The Best Friend Zone
Page 21
And I actually mean it by the time I dash inside the garage as the door is still going up. I grab the cider and beeline it to the door, then hit the close button so the overhead door slips back down.
I don’t look back.
Even if I know he’s not the type to linger—especially if he really does have a fire to put out somewhere—having his eyes on my backside makes me feel some kinda way I shouldn’t be feeling.
God, what if it’s all in my head?
And I’m here, acting like a jealous-scorned-crazy person over nothing?
A heavy sigh rolls out of me as I shove the door open and stomp into the house.
The worst part is, Granny will be bursting with questions about my evening when she gets home.
Not the kind I want to dwell on.
So I grab one of the cinnamon apple muffins she made this morning, wolf it down, and head straight to bed.
Maybe if I sleep on it, I’ll forget all about caring what Quinn Faulkner thinks of me.
The interrogation I’d avoided by turning in early last night catches up with me come morning.
Granny fires questions off faster than she pedals her bike before she’s even poured my coffee.
Isn’t he the sweetest thing?
Didn’t I adore Grady’s bar?
And when—damn her—am I going to see that handsome young man again?
She’s also quick to remind me we have a history. Totally unlike any of those “lazy, good-for-nothing” boys who don’t know how to treat a real woman back in the Windy City.
Yeah.
Shoot me.
A bit of screaming hot lead couldn’t be worse than feeling my face turning into a cherry tomato as I sit through her grinning attempt to play matchmaker, mumbling half answers.
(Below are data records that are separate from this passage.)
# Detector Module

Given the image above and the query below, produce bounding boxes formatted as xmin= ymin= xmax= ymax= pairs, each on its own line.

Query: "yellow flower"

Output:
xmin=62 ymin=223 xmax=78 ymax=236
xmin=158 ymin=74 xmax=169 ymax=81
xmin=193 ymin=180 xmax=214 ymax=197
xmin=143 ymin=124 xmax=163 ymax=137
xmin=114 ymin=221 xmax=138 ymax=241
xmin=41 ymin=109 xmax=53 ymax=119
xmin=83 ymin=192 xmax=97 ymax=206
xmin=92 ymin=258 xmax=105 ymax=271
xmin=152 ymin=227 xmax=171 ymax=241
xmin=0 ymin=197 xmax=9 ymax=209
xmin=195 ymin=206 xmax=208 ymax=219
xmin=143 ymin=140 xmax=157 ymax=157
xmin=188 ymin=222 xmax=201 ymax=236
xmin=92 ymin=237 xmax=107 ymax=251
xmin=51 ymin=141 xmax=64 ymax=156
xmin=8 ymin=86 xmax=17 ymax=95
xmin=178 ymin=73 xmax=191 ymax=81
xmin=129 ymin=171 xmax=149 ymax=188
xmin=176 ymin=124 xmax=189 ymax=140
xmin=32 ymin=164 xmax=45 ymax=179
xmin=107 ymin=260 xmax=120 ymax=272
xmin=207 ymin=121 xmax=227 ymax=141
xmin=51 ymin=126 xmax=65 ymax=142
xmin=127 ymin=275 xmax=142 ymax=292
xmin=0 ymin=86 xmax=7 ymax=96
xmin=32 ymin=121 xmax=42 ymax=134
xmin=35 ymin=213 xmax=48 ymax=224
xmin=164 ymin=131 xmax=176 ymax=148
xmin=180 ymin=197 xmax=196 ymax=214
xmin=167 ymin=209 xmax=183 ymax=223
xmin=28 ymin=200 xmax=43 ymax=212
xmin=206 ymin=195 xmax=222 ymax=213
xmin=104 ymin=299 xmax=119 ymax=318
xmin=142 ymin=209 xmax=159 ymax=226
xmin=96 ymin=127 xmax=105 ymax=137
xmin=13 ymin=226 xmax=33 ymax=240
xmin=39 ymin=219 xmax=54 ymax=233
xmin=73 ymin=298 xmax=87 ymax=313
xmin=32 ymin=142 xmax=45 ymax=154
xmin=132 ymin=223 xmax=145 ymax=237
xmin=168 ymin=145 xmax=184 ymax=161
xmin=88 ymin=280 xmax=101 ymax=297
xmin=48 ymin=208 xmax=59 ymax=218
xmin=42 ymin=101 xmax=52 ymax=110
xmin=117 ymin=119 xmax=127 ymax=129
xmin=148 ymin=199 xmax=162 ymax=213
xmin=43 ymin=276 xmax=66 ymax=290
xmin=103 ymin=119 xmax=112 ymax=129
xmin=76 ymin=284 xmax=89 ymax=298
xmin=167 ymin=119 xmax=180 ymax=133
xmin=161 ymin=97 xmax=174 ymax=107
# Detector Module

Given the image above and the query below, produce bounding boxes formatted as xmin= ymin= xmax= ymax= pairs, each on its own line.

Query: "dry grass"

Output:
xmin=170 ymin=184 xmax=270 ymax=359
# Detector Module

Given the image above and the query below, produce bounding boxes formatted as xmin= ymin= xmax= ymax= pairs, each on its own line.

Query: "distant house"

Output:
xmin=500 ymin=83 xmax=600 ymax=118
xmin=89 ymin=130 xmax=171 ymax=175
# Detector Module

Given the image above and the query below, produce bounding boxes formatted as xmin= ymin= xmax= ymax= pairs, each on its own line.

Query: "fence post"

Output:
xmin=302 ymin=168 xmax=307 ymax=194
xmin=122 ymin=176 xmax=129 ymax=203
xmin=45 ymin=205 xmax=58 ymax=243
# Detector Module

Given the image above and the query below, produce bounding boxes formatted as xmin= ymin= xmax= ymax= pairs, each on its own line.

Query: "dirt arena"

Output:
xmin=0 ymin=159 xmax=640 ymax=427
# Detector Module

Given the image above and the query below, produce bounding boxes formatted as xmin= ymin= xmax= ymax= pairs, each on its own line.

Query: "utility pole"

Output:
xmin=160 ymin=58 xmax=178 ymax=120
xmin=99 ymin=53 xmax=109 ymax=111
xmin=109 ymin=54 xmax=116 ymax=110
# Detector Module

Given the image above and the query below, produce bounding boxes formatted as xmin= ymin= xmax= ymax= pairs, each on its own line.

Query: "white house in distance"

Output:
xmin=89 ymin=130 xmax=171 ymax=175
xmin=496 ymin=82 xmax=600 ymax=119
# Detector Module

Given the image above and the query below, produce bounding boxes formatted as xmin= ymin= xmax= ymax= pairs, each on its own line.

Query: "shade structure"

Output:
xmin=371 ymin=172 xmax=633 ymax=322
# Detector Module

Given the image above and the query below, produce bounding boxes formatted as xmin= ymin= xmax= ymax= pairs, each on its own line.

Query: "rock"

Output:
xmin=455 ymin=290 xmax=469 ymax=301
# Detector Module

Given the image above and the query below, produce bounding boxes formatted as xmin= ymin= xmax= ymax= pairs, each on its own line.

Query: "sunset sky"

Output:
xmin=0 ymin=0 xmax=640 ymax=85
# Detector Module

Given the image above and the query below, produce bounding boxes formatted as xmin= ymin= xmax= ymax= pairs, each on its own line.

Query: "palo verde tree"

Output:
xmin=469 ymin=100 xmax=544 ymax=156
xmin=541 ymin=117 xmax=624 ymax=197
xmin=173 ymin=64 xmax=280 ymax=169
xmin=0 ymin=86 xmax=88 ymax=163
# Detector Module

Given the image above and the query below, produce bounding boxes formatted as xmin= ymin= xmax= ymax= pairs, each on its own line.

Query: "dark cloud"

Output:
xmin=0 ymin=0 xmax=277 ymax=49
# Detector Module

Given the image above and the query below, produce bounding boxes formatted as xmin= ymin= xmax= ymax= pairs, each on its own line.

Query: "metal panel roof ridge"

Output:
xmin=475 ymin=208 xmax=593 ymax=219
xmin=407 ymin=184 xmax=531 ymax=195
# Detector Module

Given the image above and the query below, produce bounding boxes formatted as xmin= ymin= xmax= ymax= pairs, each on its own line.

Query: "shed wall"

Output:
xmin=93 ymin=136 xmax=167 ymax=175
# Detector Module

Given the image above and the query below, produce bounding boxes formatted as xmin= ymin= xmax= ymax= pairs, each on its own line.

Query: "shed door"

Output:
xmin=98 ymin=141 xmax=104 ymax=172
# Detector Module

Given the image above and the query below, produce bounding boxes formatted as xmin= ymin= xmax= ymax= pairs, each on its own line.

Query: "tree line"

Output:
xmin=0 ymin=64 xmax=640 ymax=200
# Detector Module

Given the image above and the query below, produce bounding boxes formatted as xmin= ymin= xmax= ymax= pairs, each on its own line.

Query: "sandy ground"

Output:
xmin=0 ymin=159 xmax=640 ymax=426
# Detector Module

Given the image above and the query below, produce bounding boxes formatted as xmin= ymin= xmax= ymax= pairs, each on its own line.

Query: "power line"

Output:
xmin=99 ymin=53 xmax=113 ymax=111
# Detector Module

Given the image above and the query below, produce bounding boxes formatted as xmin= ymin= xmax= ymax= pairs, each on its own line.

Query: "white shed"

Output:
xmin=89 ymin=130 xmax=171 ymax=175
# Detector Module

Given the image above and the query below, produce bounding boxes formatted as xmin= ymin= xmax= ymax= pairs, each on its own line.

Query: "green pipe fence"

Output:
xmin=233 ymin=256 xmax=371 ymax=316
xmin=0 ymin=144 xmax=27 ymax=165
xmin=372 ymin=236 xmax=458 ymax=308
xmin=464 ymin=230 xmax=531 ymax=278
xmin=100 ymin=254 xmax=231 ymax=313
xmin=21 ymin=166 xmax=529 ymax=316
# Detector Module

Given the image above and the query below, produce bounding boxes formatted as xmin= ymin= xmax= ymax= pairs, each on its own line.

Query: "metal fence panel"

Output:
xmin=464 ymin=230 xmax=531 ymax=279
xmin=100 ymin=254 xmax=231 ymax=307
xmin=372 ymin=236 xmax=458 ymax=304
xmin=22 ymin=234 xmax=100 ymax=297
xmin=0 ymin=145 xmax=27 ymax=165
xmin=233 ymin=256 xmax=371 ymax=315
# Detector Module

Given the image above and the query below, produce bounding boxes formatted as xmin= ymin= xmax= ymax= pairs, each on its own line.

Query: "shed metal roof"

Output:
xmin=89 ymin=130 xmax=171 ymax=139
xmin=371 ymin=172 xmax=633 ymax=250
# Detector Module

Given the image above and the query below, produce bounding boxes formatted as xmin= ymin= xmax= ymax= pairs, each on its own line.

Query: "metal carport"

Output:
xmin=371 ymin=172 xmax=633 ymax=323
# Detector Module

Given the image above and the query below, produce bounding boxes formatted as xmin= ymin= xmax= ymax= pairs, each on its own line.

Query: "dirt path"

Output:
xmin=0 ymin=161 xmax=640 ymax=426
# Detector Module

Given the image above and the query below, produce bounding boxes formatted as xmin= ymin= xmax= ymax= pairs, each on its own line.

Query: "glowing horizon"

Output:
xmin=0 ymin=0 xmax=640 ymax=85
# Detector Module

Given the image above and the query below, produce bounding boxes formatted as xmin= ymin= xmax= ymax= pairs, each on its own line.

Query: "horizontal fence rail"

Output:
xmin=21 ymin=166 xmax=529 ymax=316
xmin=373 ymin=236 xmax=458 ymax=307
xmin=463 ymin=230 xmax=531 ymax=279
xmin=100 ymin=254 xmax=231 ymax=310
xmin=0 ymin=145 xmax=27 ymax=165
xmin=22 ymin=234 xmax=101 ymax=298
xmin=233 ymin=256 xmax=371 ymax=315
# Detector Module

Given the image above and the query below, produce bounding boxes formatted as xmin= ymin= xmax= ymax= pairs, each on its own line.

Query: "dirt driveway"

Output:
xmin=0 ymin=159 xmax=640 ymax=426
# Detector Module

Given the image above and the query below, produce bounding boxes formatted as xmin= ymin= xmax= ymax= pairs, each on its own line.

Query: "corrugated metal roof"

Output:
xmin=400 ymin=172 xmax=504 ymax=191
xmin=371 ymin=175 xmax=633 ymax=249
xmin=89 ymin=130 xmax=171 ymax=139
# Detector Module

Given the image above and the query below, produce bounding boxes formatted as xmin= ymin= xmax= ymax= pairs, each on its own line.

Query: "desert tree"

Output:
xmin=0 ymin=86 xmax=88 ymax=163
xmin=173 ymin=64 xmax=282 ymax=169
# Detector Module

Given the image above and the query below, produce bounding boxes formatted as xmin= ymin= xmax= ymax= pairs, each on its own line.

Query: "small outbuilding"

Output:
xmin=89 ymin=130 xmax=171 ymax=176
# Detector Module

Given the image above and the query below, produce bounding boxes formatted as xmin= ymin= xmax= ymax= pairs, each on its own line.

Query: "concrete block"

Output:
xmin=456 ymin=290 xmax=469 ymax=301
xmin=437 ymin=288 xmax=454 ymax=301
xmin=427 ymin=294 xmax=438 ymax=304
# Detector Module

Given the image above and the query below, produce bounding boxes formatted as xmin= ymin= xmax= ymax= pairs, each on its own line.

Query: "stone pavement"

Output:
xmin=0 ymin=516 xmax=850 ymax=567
I’m grateful when it’s finally past breakfast and time to round up the goats for the day ahead. I’m honestly stunned at how much they’ve devoured. Most of the brush is down to nubs and it looks like a brand-new piece of land.
The happy, well fed tribe comes bounding back into the trailer without a hitch, no thanks to Owl, stepping over the comfortably placed bridge.
Even the big shaggy black goat with a taste for mischief seems more cooperative today. I’ve nicknamed him Hellboy.
Tobin the butler apologies profusely for my trouble with the gate and hands me a check.
My heart swells with pride, knowing I’ve actually made myself useful, until I’m back with Gran. She just doesn’t let up.
More than anything, she impatiently wonders why Quinn hasn’t called for the next two days.
He hasn’t, no, but he has sent a few text messages spaced several days apart.
Faulk: I’m sorry as hell for cutting things short the other night, Peach. Let me make it up to you?
Faulk: You free tonight or are you just pissed at me?
Faulk: Hell. How ’bout we skip the Bobcat and I take you out to Libations? It’s Dallas fancy. Bella says they’ve got this peach cobbler that’ll make you think you kissed an angel…and this time nobody cares if you stick your face right in. I ain’t judging.
I haven’t responded with more than a quick maybe.
I’ll let you know, I text him. I’m not mad. Just busy.
The baggage, the guilt, the angst I’m carrying around has only increased the last few days because my mother starts texting constantly.
Sigh.
Updating me on the ballet and Jean-Paul, the huge show he staged in the city to raise money for the fire department, telling me how much I’m missed.
Right.
I’m sure I’m missed about as much as an old doormat when you buy a new one. You either banish it to the backdoor or the dumpster.
I can’t believe I’ve hit the dumpster quite yet, though. I am a good dancer, but I’m definitely backdoor material. Even the prettiest doves can’t fly with a broken wing.
Mother doesn’t want to admit how screwed up my knee really is.
I wonder if she ever will.
She’s pushing for me to return soon so I can attend the summer show.
It’ll run for the next two and a half months, so there’s no reason to rush home—even if I wanted to see my cheating ex of a director giving the spotlight to the skank who set my life on fire.
Nope.
I’m not that big a sucker for punishment.
Owl lets out a loud woof, bringing me back to the task at hand.
“Thanks, dude,” I tell him as I take my foot off the gas and turn on the blinker.
At least I’ve got a big furry anchor to keep me grounded.
We’re on our way to pick up the goats from the latest job. I’d driven out this morning to check on them after dropping them off yesterday evening, and then went to Uncle Dean’s place to pick up the trailer.
He said word’s spreading far and wide about the incredible job our little eating machines did, no thanks to Ridge. Apparently, he’s back in town and just as awestruck as his wife at the goats creating usable land from thin air.